I, as newcomer, almost forget
that there were many great people before me.
I almost forget my inadequacy.
I’m half afraid that one of the busts were made
to come to life and chide me for being so dense.
I was under the pretense that I’d leave here in four years
and there would be a portrait of me,
right over there next to Good Ol’ Danny.
But if he is Dartmouth’s favorite son,
then I am Dartmouth’s bastard baby.
I stand in jeans, holding a laptop,
mouth filled with “I don’t know” and “maybe.”
I’m always feeling inadequate,
but I still try to love her….
After more consideration, my inadequacy got the best of me. I began to feel like I did not belong here. What great accomplishments could I boast? What have I seen? What have I done? So what if I had spent two weeks in France visiting the Louvre? You spent a year in Siberia designing a more efficient heating system for a nomadic school while using your spare time to translate Anna Karenina into Farsi while teaching yourself Mandarin (for your next escapade, of course). I thought, “What am I doing here? Everyone is so awesome.” I know there’s another Brittany Crosby somewhere out there who is pretty pissed off that our applications got mixed up (and if you’re reading this now, I’m awfully sorry). I went through a period during which I wanted to transfer, wanted to go home, wanted to drop out of college and become a supermodel, wanted to do anything, absolutely anything that would make me stand out. After being a “big fish in a small pond” for such a long time, I was uncomfortable in an environment where I felt myself fading into the background.
While I was feeling bitter, I spoke to a bitter ’08 who gave me the advice I needed to hear: Find your niche. ClichÉ, yes, but for a good reason—it works! Want to tour colonial sites in Auckland? Apply for the Anthropology FSP. Want to spend 24 hours writing, casting and directing a play? Find out when the next WiReD show is. Want to study the effects of progesterone and estrogen on Japanese Medaka fish? Cool. Write a proposal and Dartmouth will fund your research. Most importantly, be passionate about something, about anything. That, I discovered, was the Dartmouth spirit.
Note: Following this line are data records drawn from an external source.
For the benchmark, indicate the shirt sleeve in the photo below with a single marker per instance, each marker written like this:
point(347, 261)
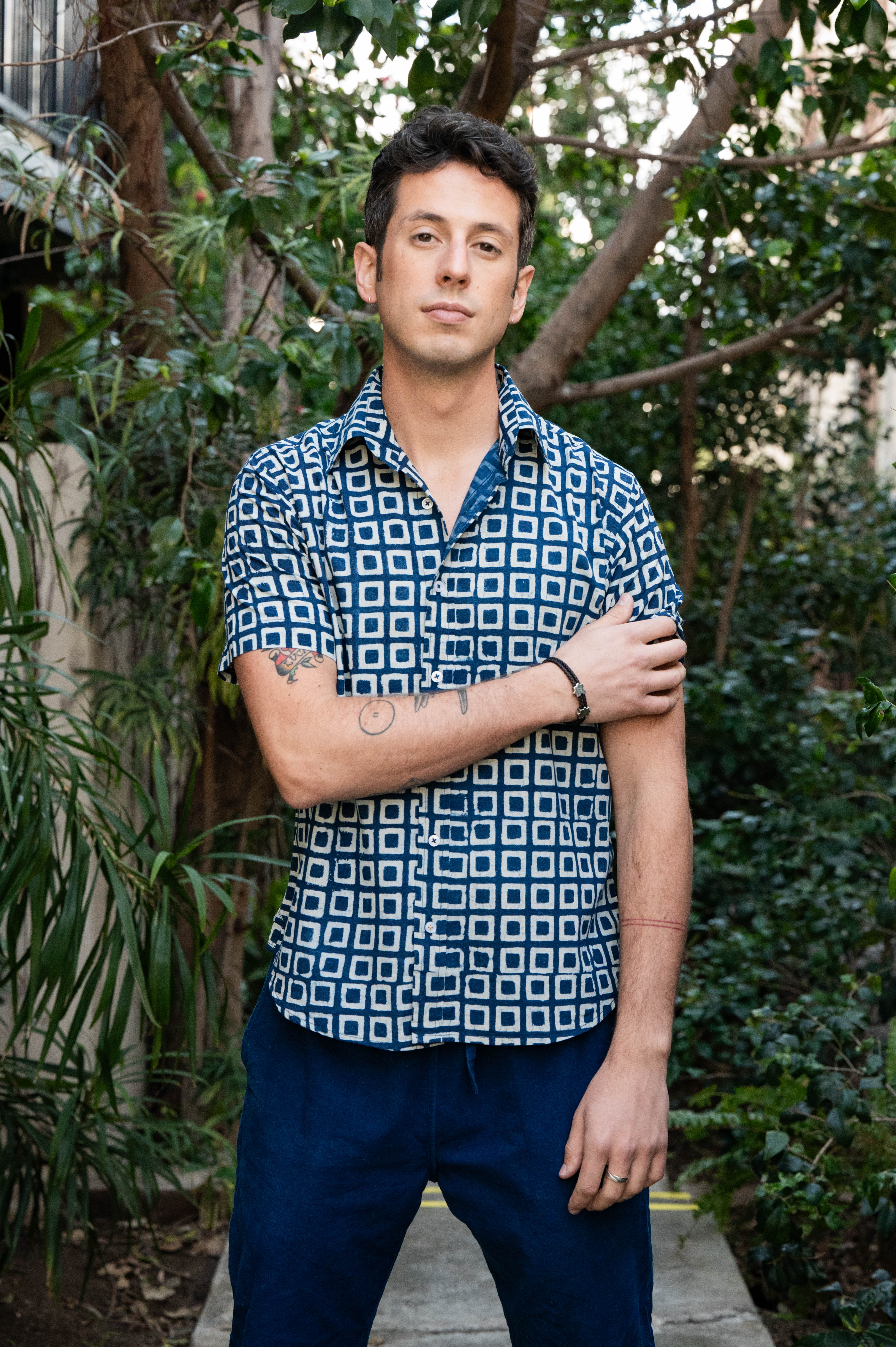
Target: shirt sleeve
point(274, 593)
point(638, 559)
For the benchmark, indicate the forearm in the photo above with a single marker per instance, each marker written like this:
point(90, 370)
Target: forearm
point(654, 868)
point(360, 745)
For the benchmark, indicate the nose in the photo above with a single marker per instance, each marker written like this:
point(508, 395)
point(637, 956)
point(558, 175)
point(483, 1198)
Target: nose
point(455, 266)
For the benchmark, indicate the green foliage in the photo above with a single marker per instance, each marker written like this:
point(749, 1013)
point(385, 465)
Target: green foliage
point(814, 1131)
point(94, 907)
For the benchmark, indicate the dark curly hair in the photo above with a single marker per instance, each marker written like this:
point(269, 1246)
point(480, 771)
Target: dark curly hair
point(438, 137)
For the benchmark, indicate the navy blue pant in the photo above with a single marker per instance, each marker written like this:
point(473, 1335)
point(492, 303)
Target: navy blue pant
point(337, 1143)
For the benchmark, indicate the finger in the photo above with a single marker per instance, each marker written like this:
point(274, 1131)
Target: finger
point(611, 1191)
point(658, 1168)
point(665, 681)
point(588, 1187)
point(574, 1148)
point(618, 615)
point(665, 654)
point(655, 630)
point(638, 1182)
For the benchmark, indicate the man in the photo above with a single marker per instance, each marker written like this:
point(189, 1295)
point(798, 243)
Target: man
point(444, 1000)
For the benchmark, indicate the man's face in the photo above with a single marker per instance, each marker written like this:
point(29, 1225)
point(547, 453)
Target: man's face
point(449, 285)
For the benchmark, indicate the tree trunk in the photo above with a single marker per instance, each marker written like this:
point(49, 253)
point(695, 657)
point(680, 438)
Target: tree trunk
point(258, 799)
point(506, 67)
point(258, 284)
point(134, 112)
point(754, 484)
point(562, 340)
point(690, 491)
point(688, 449)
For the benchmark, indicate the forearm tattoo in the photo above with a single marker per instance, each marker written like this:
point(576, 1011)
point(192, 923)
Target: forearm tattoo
point(655, 922)
point(379, 713)
point(289, 662)
point(377, 716)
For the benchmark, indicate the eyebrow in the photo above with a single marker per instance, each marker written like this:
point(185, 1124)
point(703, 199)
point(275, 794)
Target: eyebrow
point(484, 226)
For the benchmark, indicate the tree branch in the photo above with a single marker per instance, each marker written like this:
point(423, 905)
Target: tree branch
point(507, 64)
point(218, 172)
point(821, 150)
point(562, 340)
point(796, 327)
point(593, 49)
point(754, 486)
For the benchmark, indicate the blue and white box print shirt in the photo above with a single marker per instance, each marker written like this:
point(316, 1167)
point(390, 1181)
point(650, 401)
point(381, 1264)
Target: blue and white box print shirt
point(478, 908)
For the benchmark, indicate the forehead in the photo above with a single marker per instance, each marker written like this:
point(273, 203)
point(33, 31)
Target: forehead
point(459, 193)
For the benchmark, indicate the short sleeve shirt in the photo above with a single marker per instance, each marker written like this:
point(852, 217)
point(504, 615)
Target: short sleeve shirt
point(479, 907)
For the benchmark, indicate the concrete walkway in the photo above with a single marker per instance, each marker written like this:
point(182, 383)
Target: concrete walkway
point(441, 1294)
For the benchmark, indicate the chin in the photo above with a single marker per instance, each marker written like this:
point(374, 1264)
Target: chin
point(446, 352)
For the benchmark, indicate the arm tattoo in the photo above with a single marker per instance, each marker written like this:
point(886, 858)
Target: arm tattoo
point(377, 716)
point(289, 662)
point(655, 922)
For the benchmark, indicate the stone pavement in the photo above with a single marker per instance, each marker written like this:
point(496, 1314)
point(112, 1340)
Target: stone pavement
point(441, 1294)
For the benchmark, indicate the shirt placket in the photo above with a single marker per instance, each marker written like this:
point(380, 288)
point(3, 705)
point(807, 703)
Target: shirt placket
point(441, 933)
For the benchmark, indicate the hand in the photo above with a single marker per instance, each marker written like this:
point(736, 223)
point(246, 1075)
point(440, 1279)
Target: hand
point(623, 671)
point(620, 1125)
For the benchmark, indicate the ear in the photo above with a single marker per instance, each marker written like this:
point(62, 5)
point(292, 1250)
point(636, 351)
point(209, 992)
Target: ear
point(366, 273)
point(521, 292)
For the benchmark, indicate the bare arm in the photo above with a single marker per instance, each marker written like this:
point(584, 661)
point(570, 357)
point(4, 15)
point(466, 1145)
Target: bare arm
point(324, 747)
point(622, 1121)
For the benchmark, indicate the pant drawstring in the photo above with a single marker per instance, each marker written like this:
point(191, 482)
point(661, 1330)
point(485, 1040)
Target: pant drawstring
point(471, 1059)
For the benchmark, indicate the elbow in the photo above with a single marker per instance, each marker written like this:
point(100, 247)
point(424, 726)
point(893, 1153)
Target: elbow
point(301, 790)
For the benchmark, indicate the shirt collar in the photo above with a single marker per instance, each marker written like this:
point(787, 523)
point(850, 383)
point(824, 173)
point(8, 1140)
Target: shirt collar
point(366, 419)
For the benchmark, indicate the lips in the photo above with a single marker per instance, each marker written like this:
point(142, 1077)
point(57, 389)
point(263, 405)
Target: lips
point(448, 313)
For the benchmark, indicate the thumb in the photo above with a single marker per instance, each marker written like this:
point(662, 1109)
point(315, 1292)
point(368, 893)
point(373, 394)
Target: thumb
point(574, 1149)
point(622, 612)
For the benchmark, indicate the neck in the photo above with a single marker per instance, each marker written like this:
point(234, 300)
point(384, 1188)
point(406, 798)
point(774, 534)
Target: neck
point(441, 419)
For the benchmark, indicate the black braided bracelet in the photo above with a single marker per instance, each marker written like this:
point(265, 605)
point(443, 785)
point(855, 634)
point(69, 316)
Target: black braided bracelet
point(578, 689)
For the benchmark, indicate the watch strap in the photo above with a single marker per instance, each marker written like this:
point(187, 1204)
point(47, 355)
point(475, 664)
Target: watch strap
point(578, 689)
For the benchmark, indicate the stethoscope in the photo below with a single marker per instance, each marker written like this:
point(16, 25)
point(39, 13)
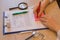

After a lot of introspection, I discovered what I needed: Poetry. It began with some amazing ’06s in Soulscribes who handed me a microphone and a place on the stage. I had three minutes to say whatever I wanted, curse words and all, followed by applause. The experience was as refreshing as it was liberating. I became addicted to the snapping, the cheering, the liveliness of a good crowd. Poetry remained an anchor in my life particularly after my decision to become a Creative Writing major. Now, I could spend all day writing poems AND turn them in as homework. I could provoke random people and say, “It’s for the art. Yeah, I gave you a wet willy just to see your reaction. I’m going to put it in a poem.” And then there’s my English 85 class. (Hi Alex, Sam, Phil, Dai, Kimmi, Laura and Prof. Mathis!) Thank you for pushing me to explore, to express, to engage. I have finally found my niche, uniting with poetry lovers across campus. With the discovery of a network, I’ve begun to feel comfortable again.
However, I’m still unsure about what it means to be a Dartmouth student. I’ve sung about the hill wind’s spell, griped over the Dartmouth bubble and spoken to many alums who return year after year to Hanover, their second home. Each person is defined by a unique experience, which for me consists of late night conversations concerning Denzel Washington on Andres 3, sunbathing on the Green—an hour and a half away from a decent beach—and going to events just to get another free t-shirt. But we all have the salty-dog-raggin’, bonfire-runnin’, frat party dancin’ unity. We all have a common goal: to use the privilege we’re given as Dartmouth students to make a difference in the world around us. At Dartmouth, if you don’t find a spot to call home, make one. Burrow until you create a place where you belong.